Not every viewer will be pondering these questions during The American, because unlike so many other recent thrillers, it doesn't assign what you are meant to be thinking about when, and it's constructed so tightly that the audience is doing more than enough just to stay inside the unfolding moments and predict what is to come of them—the firm but soft-spoken rebuke to a cleric, the long bout of sex that starts softly and ends a little roughly, the two-way trust exercise of target practice with a stranger, the agitating riddle of the contents of a purse. The American doesn't break any new ground, and if it seems bravely tight-lipped and elliptical, that's as much a comment on the vulgar lack of mystique that now typifies its genre as a credit to the movie itself. I appreciate the movie for being different, but anomalies, especially self-conscious ones, are't always guarantees of quality. Early audience response has been rather withering. If I'm bucking a trend by praising the film, it's not because I mean to be contrarian or because I'm automatically lionizing that same impulse in the film. What I admire is The American's ability to mine suspense from moments both critical and not, its managing to balance coldness and compassion in the way it regards its protagonist, and its Ghost Writerish self-confidence that image and sound can dictate one's experience of a thriller in a very muscular way, without just dialing them upward into unrelenting, Shutter Island levels of bombast.
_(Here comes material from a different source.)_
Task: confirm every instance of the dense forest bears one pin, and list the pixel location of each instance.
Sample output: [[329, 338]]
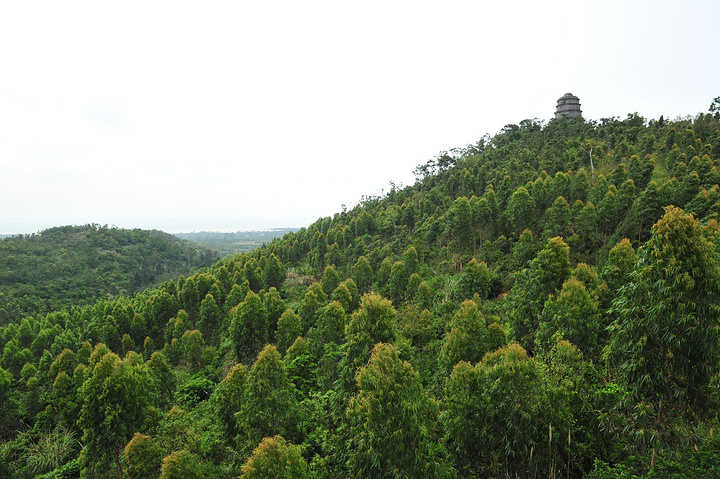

In his final scene, even if it involves a gesture that many will perceive as both crude and highfalutin (and they probably have a point), Corbijn crystallizes the fact that his movie has been possessed the whole time by darkness but also, less obviously, by tenderness. Just as the tension thickens and mounts, the movie's stakes are expressed with an unexpected lightness, through a figure that asks to be considered "poetic," and I felt happy to oblige. Again, on paper, this ending reads like a problem, and for several people in my audience, it played that way, too. But for better or worse, as a snapshot of the very principle of conversion, though possibly not the kind we've been expecting, I thought the finale captured the movie's enduring knack for passing between registers, spiking commotion with quiet, romance with cynicism, the sense of being sealed up in something and the floating dream of going somewhere else, of becoming something else. A superficial figure, maybe, for a simplistic idea, but The American had implicated me more than sufficiently into its ways of thinking and feeling. I believed it. Grade: B


VOR: (3)   (What is this?)
Within the context of how fully The American retreats from Hollywood genres in its means of generating suspense, it clearly embodies a risky and creative venture, especially since it comes across not as a negative exercise in refusing a popular template but as a confident, proficient practitioner of slow-burn structures and aesthetic devices that really serve the material. The film's reliance on color, timing, sound, and texture to communicate story and psychology are not far off the high-water mark in lush abstraction that characterized Jim Jarmusch's The Limits of Control last year, and that film was deemed too self-involved even for the arthouse, much less for the mall. So The American, within its market slot and given its marquee star, certainly represents a refreshing and honorable surprise. Still, one shouldn't pretend Corbijn isn't swiping a lot of his ideas from filmmakers he admires, and both the coffee-table glossiness and the saved-by-a-prostitute narrative trajectory can sometimes feel a bit hoary. With apologies for the homonym.